Поговорили. Не знаю, был ли мордобой.
Но сразу после вмешательства Примакова дело развернули на 180 градусов. Вдруг оказалась, что и врач «скорой помощи» показала: заснувший за рулем был пьян. Я получила компенсацию за причиненный материальный ущерб, правда, по неопытности не получила возмещения оплаты за лечение и реабилитацию.
А через два года понадобилась помощь Карякину. В 1990 году ему после трех инфарктов необходима была операция на сердце. Иначе не жить. Таков был приговор немецких специалистов народному депутату, приехавшему на международную конференцию в Германию. Помог Лев Копелев, наш «доктор Гаазе», живший в Кельне. Под его поручительство определили Карякина в Университетскую больницу Кельна. А. С. Черняев, помощник Горбачева, организовал звонок в клинику с просьбой от нашего президента сделать его другу, депутату Карякину, бесплатную операцию. Хирург клиники доктор Вивье сразу согласился. Но за пребывание в больнице надо было заплатить около 20 тысяч долларов. Для нас это были какие-то немыслимые деньги.

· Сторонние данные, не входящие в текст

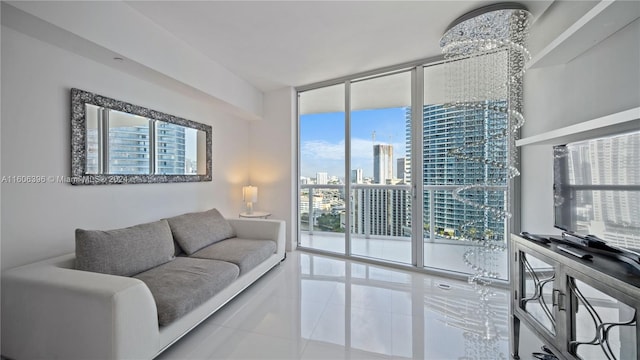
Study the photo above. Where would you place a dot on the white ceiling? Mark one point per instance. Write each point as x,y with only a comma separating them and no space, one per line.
273,44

Опять помог Примаков. Вызвал меня в Москву (во время операции я была с Юрой) и спокойно, по-деловому распорядился: «Собирай у друзей сумму в двадцать тысяч рублей, я помогу обменять ее по официальному курсу (а курс тогда был 1 доллар = 68 копеек, в то время как на рынке валюты он составлял четыре-пять рублей). Расплатишься за больницу». Ну, бросила я клич. Никто из друзей не отказывался помочь – кто сколько мог. Собрали деньги. Расплатилась. Воистину в России – не имей сто рублей, а имей сто друзей.

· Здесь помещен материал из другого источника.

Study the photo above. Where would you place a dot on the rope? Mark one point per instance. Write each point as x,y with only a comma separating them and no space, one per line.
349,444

А весной 2007 года снова обратилась я за помощью к Евгению Максимовичу.
Юра после тяжелейшего инсульта и почти месячного пребывания в коме с трудом возвращался к жизни. Но что это была за жизнь! Речь потеряна, двигаться он не мог, оставался на искусственном кормлении и дыхании. Лежал Карякин в лучшей, наверное, реанимации Москвы – в Институте нейрохирургии имени Бурденко. Туда пускали родных, и я каждый день, пока он был в коме, по совету врача, разговаривала с ним, уговаривала его и требовала: «Давай возвращайся! Ну что ты там застрял? Ты же сильный».
Но я понимала, что скоро его из Института Бурденко попросят. Место в этой реанимации стоило, кажется, для иностранцев чуть ли не пятьсот долларов в день. Знала, что и мне придется платить, хотя, конечно, гораздо меньше, но платить. Слава богу, накануне беды нашей я продала квартиру в Москве (мы ведь с 1993 года жили круглогодично в Переделкино), так что деньги у меня были, но улетали со скоростью даже не ветра, а ураганного шквала. Но это меня тогда вообще не занимало. Главный вопрос: куда теперь поместить больного, пока он настолько беспомощен и ему нужно быть в реанимационном отделении?
С Примаковым давно не виделась и не говорила даже по телефону. Он уже ушел из большой политики. Звоню. Коротко говорю о Юре. Он сразу по-деловому: «Поговорю с Александром Николаевичем Коноваловым, директором, он мой друг. Узнаю, что можно сделать. Не волнуйся».
Расскажу немного о Коновалове, которого я сама узнала еще в 1966 году, когда привела к нему, молодому, но уже известному в медицинском мире нейрохирургу, испанского хирурга, личного врача Франко Сиксто Обрадора. История почти фантастическая, но порой жизнь превосходит фантастику, даже научную.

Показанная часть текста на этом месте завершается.